Ele diz que trabalhou no ramo da construção civil e voltou ao Brasil por iniciativa própria nessas duas ocasiões.
Da primeira vez, há vinte anos, ele resolveu viver no país por “curiosidade”, depois de uma temporada de trabalho na Espanha e em Portugal.
Entre idas e vindas, Shelter passou cerca de dez anos em território americano, nunca com um visto.
Apesar das privações de sono e comida e de ter ouvido relatos de assassinatos sofridos nas travessias, ele diz nunca ter sentido medo.
“Achei maravilhoso, por todos os lugares e pessoas que conheci. É, para mim, um ‘safari’ humano”, acrescenta ele.

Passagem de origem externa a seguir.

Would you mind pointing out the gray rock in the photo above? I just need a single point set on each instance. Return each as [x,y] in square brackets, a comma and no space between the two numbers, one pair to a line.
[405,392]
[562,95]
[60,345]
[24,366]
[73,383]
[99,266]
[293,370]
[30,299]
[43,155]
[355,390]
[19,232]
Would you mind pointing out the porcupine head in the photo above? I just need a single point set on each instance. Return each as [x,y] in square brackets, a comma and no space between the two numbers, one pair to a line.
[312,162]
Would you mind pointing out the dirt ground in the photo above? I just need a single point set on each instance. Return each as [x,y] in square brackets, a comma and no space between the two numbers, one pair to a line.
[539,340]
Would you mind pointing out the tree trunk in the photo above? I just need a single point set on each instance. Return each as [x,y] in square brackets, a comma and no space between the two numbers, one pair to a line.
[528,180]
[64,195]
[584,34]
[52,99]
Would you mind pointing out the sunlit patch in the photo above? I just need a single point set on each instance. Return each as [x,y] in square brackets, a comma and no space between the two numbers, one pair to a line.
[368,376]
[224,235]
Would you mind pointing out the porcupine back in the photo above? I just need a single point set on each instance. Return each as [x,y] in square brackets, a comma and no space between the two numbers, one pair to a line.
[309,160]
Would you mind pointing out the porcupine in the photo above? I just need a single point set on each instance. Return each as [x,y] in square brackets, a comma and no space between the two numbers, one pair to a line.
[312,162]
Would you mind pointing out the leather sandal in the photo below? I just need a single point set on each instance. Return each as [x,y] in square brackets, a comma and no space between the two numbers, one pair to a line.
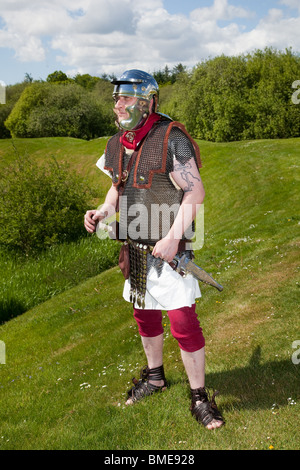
[206,411]
[143,387]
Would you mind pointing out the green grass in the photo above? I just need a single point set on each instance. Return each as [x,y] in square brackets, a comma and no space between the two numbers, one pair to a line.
[69,360]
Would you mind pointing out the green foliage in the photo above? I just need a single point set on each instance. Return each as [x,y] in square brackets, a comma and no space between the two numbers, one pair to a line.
[56,109]
[40,205]
[235,98]
[13,93]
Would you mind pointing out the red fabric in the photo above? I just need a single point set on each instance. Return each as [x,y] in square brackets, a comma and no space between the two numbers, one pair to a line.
[130,139]
[185,326]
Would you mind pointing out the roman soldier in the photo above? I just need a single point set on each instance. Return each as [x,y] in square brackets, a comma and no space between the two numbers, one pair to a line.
[154,166]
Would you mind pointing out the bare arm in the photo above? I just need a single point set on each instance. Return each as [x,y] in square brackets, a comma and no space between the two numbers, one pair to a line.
[187,177]
[92,217]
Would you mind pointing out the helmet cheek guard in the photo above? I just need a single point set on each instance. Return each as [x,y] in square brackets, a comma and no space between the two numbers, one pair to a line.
[141,85]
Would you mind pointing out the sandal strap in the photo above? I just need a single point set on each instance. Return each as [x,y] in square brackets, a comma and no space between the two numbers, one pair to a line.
[205,408]
[143,387]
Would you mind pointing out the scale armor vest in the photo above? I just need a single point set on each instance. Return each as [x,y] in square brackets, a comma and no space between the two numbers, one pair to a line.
[150,200]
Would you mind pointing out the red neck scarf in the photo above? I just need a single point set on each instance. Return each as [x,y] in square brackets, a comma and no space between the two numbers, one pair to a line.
[131,139]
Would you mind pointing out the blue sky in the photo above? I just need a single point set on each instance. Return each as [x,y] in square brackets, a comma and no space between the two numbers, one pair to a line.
[109,36]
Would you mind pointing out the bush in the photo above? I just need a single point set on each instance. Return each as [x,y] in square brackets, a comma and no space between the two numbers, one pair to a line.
[41,205]
[58,110]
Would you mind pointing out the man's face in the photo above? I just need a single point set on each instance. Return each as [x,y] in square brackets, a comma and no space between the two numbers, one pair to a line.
[121,103]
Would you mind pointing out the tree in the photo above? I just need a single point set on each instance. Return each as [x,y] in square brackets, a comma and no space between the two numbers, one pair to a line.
[47,202]
[53,109]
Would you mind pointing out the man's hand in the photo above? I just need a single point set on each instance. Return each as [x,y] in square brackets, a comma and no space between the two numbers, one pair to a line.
[166,249]
[91,219]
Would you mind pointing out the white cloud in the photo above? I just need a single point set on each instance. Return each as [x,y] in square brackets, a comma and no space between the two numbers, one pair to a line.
[108,36]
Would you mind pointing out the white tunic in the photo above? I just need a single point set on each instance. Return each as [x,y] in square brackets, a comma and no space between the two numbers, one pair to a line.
[168,291]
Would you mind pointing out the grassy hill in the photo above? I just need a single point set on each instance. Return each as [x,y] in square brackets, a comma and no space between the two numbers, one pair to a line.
[70,359]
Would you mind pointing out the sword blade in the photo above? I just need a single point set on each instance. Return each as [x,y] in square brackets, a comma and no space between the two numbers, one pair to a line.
[202,275]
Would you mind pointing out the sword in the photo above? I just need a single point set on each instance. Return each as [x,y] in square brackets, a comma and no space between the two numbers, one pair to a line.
[183,265]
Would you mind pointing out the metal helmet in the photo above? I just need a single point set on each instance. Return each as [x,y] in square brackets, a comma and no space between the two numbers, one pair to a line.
[140,85]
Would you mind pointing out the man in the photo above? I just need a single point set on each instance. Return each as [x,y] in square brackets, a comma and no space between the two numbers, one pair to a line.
[156,187]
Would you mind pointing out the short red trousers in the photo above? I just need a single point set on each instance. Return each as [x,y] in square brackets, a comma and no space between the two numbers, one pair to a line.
[185,326]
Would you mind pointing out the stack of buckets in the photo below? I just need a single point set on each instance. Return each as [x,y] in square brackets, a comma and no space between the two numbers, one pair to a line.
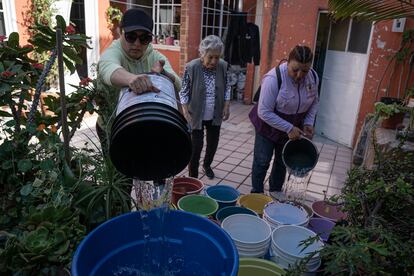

Segundo Shelter, no entanto, a situação piorou neste início de segundo mandato de Trump.
“Em 2017, quando fui pela segunda vez, era difícil, mas agora está mais ainda, porque ele [Trump] usou a imigração para ganhar [a eleição]. Eu tentaria voltar de novo outras mil vezes, mas não enquanto ele estiver no poder. A Kamala Harris seria muito melhor do que ele”, afirma.
Do aeroporto, o mineiro comprou uma passagem de ônibus até a rodoviária de Belo Horizonte, onde planejava ficar durante a noite.
“Estou com a roupa do corpo, há 40 dias sem tomar banho”, despediu-se ele, antes de seguir mais uma viagem — desta vez para casa, em Campanário (MG), na região do Vale do Rio Doce, a cerca de 8 horas de ônibus da capital mineira.